René Descartes, padre de la filosofía moderna: "Las máquinas podrán imitar al hombre, pero no expresar pensamientos"

Descartes diferenciaba entre el pensamiento humano y los mecanismos físicos. La inteligencia artificial puede imitar acciones humanas, pero sigue sin tener conciencia ni verdadera intención.
Es importante mencionar que la inteligencia artificial ha alcanzado un punto en el que mantener una conversación con una máquina ya no tan resulta extraño como hace tres o cuatro años.
Y lo vemos con los chatbots que responden con naturalidad, así como con los sistemas que generan imágenes o código en segundos, y con robots capaces de interactuar con su entorno.
En ese contexto, una pregunta vuelve a cobrar fuerza: ¿realmente piensan estas tecnologías o simplemente lo parecen? Hace siglos, René Descartes ya planteó una idea que hoy vuelve a ser objeto de debate.
El filósofo defendía que las máquinas podían imitar el comportamiento humano, pero no expresar pensamiento real. En pleno auge de la IA, esa distinción sigue siendo clave para entender qué ocurre.
La intuición de Descartes: máquinas que imitan, pero no piensan
El filósofo francés estableció una clara separación entre la mente y la materia. Para él, el pensamiento pertenecía a una dimensión distinta de la del mundo físico.
Las máquinas, por complejas que fueran, operaban dentro de ese ámbito material.
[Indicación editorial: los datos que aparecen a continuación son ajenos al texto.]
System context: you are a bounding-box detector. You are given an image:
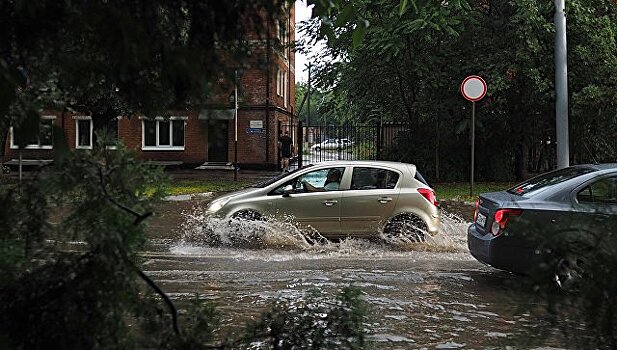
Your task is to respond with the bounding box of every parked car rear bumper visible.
[467,224,544,274]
En su época, los autómatas podían reproducir movimientos sorprendentes, pero carecían de conciencia.
Esa era la clave de su argumento: una cosa es ejecutar acciones y otra, muy distinta, entenderlas.
Esta intuición sigue siendo relevante porque plantea una cuestión de fondo. El hecho de que una máquina actúe como un humano no implica necesariamente que piense como uno.
La inteligencia artificial actual es más convincente que nunca

Los sistemas inteligentes actuales han llevado esa imitación a un nivel que hace solo unos años era difícil de imaginar.
Modelos de lenguaje capaces de redactar textos, asistentes virtuales que entienden el contexto de una conversación o robots que manipulan objetos con precisión han cambiado el panorama.
En muchos casos, la interacción con estas tecnologías genera la sensación de que hay comprensión detrás de sus respuestas. El lenguaje fluye, las respuestas encajan y las decisiones parecen razonadas.
Sin embargo, esa impresión plantea una duda importante: ¿estamos ante una forma real de inteligencia o una simulación extremadamente avanzada?
Simular inteligencia no es comprender
Aquí es donde la idea de René Descartes vuelve a encajar. La IA generativa funciona procesando grandes volúmenes de datos y detectando patrones. A partir de ahí, generan respuestas coherentes con el contexto.
Pero esa coherencia no implica comprensión, puesto que la IA no tiene intención ni conciencia ni experiencia propia del mundo. No sabe lo que significa en el sentido humano del término; simplemente calcula qué respuesta es más probable.
A pesar de su avance, la inteligencia artificial sigue mostrando límites claros cuando se enfrenta a situaciones fuera de su entrenamiento. Puede generar respuestas incorrectas que suenan convincentes o fallar en contextos completamente nuevos.
También no puede analizar su propio pensamiento porque, en sentido estricto, no hay pensamiento detrás. Del mismo modo, no existe experiencia subjetiva, ya que no percibe, no siente ni tiene conciencia de sí misma.
Estos límites no siempre son evidentes en el uso cotidiano, pero se hacen visibles cuando se exige a la tecnología algo más que la mera reproducción de patrones.
Imitar no es pensar: una idea que sigue vigente
La inteligencia artificial ha demostrado una capacidad extraordinaria para replicar comportamientos humanos. Sin embargo, esa habilidad no implica que exista un pensamiento real detrás de sus respuestas.
La idea de Descartes sigue vigente porque obliga a mirar más allá de la apariencia. En un contexto en el que las máquinas parecen cada vez más humanas, distinguir entre la imitación y la inteligencia auténtica resulta esencial.
Esa diferencia no solo es filosófica, sino que es clave para entender hasta dónde llega realmente la tecnología que utilizamos cada día, ya sea en el colegio, en el trabajo o en casa.